Access to Datasets Changing the working directory Exercise: Changing the workign directory Loading data into Stata Exercise: Loading data Inspecting a dataset Exercise: Inspecting data Summary statistics Exercise: Summary statistics Final task: Please give us your feedback!

Stata Fundamentals 5: If qualifiers

In this unit, you are going to learn about if qualifiers. The if qualifier enables you to carry out a command on a subset of the dataset for which the expression being used in the if qualifier is true.

This way you can run a command for specific categories, that is, for instance, only female participants, but also for a specific range of values of a continuous variable, for instance, only participants with a minimum amount of income or a combination of both.

In this practical session, you will learn:


More information on how the session is run

How to work together in the Zoom sessions: What to do when getting stuck:
  1. Ask the trainer if you struggle to find a solution.
  2. Use the help command. To get help with a specific command type help "command name"
  3. Search online. The statalist.org forum is usually the most useful resource.


if qualifiers: single expressions

With an if qualifier you can limit the scope of a command to those observations for which the expression you use after the if is true.

Let us look at a few examples to explain how if qualifiers work.

If we use the list command on the variables make and price, Stata will print all observations for those two variables.

. webuse auto, clear
(1978 Automobile Data)

. browse make price


We can use an if qualifier with the list command to limit the observations that are being printed. If, for instance, we only wanted to print observations with a price above 10000, we have to add an if qualifier followed by the expression price > 10000 to the command.

Stata will evaluate the expression for every observation in the dataset and create a subset of the data for those observations for which the expression is true.

Then Stata will run the list make price command on this particular subset of the data.

. browse make price if price > 10000

The > operator is used to test whether a variable is larger than a particular value. Below are examples of the other operators that can be used to create expressions.

To run a command on a subset where a variable is equal to a particular value use the == operator.

. browse price if price == 10372

To run a command on a subset where a variable is smaller than a particular value use the < operator.

. browse price if price < 5000

To run a command on a subset where a variable is larger or equal to a particular value use the >= or <= operator.

. browse price if price >= 11385
. browse price if price <= 4749

To run a command on a subset where a variable is larger or equal to a particular value use the != operator.

. browse price if price != 10372

Let us look at another example using the sum command.
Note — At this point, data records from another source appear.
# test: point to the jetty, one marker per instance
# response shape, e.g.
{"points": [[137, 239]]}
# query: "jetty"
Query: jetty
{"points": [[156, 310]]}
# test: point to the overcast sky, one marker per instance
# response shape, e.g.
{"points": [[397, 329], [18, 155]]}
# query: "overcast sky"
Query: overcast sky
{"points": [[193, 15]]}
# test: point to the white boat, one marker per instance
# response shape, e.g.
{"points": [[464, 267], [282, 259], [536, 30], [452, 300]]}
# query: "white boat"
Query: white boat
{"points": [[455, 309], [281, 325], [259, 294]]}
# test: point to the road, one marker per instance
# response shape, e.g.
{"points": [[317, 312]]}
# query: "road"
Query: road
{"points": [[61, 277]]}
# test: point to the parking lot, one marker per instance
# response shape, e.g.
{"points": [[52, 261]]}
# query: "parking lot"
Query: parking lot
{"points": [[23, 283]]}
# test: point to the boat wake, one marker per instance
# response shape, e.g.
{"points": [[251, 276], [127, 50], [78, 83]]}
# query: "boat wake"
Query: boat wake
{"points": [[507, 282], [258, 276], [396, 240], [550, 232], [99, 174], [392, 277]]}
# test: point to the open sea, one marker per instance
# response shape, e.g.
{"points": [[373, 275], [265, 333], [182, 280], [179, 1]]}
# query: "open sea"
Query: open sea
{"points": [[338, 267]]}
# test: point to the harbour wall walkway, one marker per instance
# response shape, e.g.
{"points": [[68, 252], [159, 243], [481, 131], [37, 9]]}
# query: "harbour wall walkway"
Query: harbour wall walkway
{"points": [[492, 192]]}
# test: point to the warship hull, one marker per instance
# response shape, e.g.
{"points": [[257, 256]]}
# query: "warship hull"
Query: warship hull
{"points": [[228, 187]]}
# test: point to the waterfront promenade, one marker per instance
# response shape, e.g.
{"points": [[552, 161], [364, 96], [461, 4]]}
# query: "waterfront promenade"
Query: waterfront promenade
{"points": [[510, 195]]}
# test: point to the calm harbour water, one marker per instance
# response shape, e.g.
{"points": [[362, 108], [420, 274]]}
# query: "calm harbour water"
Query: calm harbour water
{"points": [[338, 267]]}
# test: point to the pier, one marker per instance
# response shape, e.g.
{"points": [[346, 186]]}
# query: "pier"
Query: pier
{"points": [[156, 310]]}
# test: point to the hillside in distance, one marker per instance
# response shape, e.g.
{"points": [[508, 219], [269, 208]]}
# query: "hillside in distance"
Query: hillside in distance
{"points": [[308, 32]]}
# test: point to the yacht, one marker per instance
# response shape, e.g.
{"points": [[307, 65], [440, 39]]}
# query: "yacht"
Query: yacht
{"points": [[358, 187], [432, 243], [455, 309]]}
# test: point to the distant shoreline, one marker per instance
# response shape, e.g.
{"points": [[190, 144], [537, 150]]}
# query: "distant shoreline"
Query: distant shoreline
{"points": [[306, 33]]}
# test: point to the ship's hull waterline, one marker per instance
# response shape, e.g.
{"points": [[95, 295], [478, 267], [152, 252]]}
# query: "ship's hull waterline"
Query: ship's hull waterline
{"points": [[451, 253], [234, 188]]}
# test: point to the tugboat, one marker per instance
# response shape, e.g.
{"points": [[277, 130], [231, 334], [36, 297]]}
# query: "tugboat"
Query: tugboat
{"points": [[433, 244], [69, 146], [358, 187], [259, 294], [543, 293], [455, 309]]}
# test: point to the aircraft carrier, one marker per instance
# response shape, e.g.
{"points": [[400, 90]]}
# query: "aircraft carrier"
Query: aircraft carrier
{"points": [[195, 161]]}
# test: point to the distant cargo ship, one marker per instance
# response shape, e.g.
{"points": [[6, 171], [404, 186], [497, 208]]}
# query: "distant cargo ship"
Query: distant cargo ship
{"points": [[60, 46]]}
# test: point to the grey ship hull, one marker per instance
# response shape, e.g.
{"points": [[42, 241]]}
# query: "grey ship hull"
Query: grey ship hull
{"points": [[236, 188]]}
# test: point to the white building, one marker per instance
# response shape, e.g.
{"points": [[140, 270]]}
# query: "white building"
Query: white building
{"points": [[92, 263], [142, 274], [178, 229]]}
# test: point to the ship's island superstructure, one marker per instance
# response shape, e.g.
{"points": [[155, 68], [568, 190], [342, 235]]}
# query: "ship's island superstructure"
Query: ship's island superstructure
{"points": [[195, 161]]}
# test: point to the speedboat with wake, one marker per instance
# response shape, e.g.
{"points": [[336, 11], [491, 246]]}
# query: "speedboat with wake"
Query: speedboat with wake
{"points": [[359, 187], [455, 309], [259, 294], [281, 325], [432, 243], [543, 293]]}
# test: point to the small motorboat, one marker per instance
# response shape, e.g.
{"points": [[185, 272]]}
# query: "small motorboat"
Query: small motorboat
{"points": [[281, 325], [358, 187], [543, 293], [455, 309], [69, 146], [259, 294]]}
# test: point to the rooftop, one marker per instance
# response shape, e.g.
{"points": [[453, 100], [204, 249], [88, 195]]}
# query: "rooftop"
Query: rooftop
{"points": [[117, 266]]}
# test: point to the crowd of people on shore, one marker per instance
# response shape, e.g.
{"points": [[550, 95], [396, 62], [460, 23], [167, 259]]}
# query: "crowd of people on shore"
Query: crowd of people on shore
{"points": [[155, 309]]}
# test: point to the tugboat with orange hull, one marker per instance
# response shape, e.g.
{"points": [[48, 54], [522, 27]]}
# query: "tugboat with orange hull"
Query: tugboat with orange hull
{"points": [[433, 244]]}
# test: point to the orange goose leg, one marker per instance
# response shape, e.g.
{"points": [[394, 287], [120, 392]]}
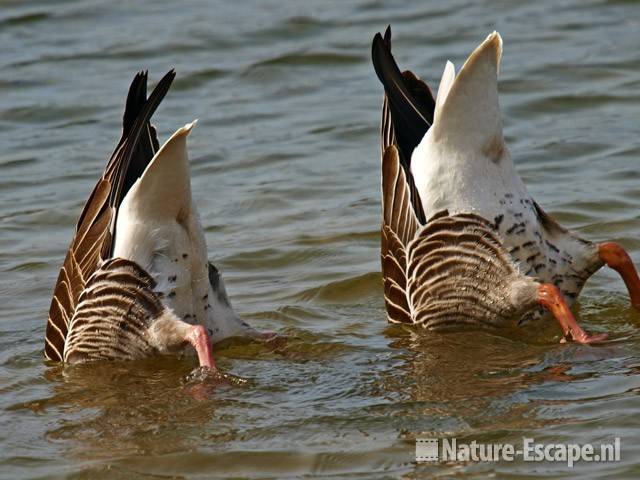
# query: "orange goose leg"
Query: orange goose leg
{"points": [[550, 297], [198, 337], [617, 258]]}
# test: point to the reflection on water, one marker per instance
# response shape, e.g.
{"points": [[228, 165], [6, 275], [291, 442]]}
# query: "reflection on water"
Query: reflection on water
{"points": [[285, 164]]}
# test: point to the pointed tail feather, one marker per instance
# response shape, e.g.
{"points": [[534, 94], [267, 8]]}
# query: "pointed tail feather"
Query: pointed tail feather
{"points": [[410, 101]]}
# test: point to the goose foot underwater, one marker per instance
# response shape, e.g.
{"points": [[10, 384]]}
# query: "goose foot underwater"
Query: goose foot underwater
{"points": [[464, 245], [136, 280]]}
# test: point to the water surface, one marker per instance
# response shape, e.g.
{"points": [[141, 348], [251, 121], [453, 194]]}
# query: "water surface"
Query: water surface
{"points": [[285, 167]]}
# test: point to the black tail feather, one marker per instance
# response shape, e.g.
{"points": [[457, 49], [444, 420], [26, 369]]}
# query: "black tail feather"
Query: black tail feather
{"points": [[410, 100]]}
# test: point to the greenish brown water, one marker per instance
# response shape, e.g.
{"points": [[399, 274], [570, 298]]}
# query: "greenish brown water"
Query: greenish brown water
{"points": [[286, 175]]}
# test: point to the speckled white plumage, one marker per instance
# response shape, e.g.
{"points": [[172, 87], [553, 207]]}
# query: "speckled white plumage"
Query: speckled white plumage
{"points": [[159, 228], [463, 165]]}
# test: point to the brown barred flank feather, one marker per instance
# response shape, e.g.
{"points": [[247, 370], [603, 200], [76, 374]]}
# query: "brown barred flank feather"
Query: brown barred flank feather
{"points": [[114, 312], [450, 273]]}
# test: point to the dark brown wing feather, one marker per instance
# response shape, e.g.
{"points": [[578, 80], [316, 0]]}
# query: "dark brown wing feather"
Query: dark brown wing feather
{"points": [[399, 226], [92, 241], [407, 110], [113, 315]]}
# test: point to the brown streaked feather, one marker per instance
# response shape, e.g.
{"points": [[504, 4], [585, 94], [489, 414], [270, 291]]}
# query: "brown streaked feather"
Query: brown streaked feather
{"points": [[399, 226], [114, 312], [460, 274], [95, 230]]}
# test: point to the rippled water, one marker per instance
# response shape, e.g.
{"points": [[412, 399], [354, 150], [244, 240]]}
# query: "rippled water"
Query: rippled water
{"points": [[286, 175]]}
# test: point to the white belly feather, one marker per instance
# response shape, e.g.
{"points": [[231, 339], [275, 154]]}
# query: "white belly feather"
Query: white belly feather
{"points": [[158, 227]]}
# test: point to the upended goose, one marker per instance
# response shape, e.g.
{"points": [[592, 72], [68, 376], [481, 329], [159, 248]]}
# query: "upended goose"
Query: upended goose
{"points": [[463, 242], [136, 280]]}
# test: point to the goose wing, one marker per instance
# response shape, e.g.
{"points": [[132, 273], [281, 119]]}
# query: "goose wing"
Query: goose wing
{"points": [[407, 110], [113, 314], [95, 230], [399, 226], [459, 273]]}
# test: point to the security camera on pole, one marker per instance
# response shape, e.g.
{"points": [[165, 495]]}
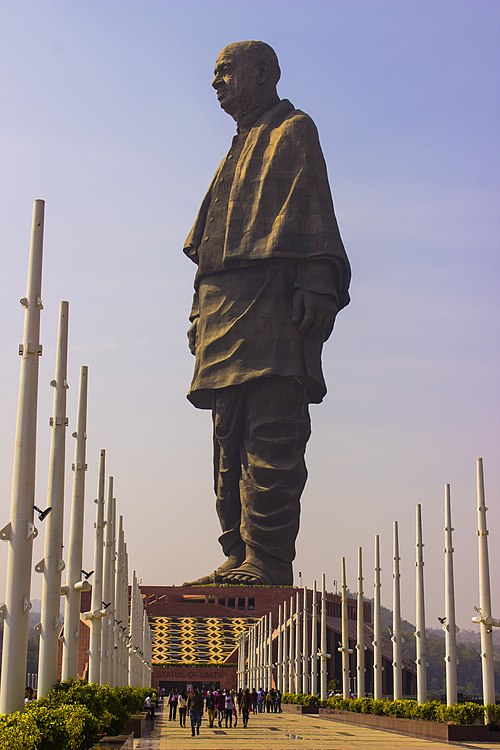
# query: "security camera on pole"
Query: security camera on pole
{"points": [[108, 605], [360, 631], [484, 618], [305, 644], [20, 531], [420, 634], [291, 649], [344, 647], [397, 655], [314, 642], [297, 662], [450, 627], [75, 583], [286, 682], [96, 611], [52, 563], [323, 653], [377, 629]]}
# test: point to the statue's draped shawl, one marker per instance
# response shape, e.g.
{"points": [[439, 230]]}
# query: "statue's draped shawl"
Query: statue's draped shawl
{"points": [[280, 205], [279, 230]]}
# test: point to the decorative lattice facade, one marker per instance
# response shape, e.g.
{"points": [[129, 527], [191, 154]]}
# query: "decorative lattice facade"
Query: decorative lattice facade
{"points": [[196, 640]]}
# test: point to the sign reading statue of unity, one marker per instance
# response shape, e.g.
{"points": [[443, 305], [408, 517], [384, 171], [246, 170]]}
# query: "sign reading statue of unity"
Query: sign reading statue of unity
{"points": [[272, 274]]}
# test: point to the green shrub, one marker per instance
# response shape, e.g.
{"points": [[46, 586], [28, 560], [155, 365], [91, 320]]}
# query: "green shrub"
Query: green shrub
{"points": [[105, 703], [492, 711], [462, 713], [18, 731]]}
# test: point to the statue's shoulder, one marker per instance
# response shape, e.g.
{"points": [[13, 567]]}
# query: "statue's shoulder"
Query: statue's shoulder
{"points": [[289, 119]]}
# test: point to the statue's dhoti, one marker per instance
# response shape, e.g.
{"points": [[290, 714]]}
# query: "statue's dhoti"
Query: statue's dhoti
{"points": [[260, 433]]}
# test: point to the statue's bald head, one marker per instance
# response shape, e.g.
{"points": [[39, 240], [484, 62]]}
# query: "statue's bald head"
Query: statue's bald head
{"points": [[246, 74], [257, 53]]}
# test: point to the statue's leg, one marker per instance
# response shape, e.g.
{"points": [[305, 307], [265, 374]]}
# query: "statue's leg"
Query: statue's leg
{"points": [[277, 428], [227, 417]]}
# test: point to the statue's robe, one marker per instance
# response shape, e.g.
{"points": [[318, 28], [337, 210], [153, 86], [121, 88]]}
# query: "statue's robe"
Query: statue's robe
{"points": [[265, 228]]}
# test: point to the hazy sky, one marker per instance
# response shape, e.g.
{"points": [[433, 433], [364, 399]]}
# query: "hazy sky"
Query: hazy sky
{"points": [[107, 113]]}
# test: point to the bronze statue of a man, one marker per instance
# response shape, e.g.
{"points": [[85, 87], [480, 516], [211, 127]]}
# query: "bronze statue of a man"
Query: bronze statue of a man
{"points": [[272, 275]]}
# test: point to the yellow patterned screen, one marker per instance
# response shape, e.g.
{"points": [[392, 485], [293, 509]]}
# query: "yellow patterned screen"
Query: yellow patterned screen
{"points": [[194, 640]]}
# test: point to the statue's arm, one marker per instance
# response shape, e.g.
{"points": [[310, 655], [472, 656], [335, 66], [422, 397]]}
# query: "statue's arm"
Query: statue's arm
{"points": [[193, 317], [316, 296]]}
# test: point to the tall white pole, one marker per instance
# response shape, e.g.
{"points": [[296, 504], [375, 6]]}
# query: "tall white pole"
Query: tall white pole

The sum command will create a table with descriptive statistics (mean, standard deviation).

. sum price

    Variable |        Obs        Mean    Std. Dev.       Min        Max
-------------+---------------------------------------------------------
       price |         74    6165.257    2949.496       3291      15906


If we wanted to print the descriptive statistics of the price variable only for cars from the United States, we can add an if qualifier with the expression foreign == 0, as 0 represents domestic, that is, US cars.

You can see that the number of observations is 52, since only those observations where the variable foreign has the value 0 have been selected.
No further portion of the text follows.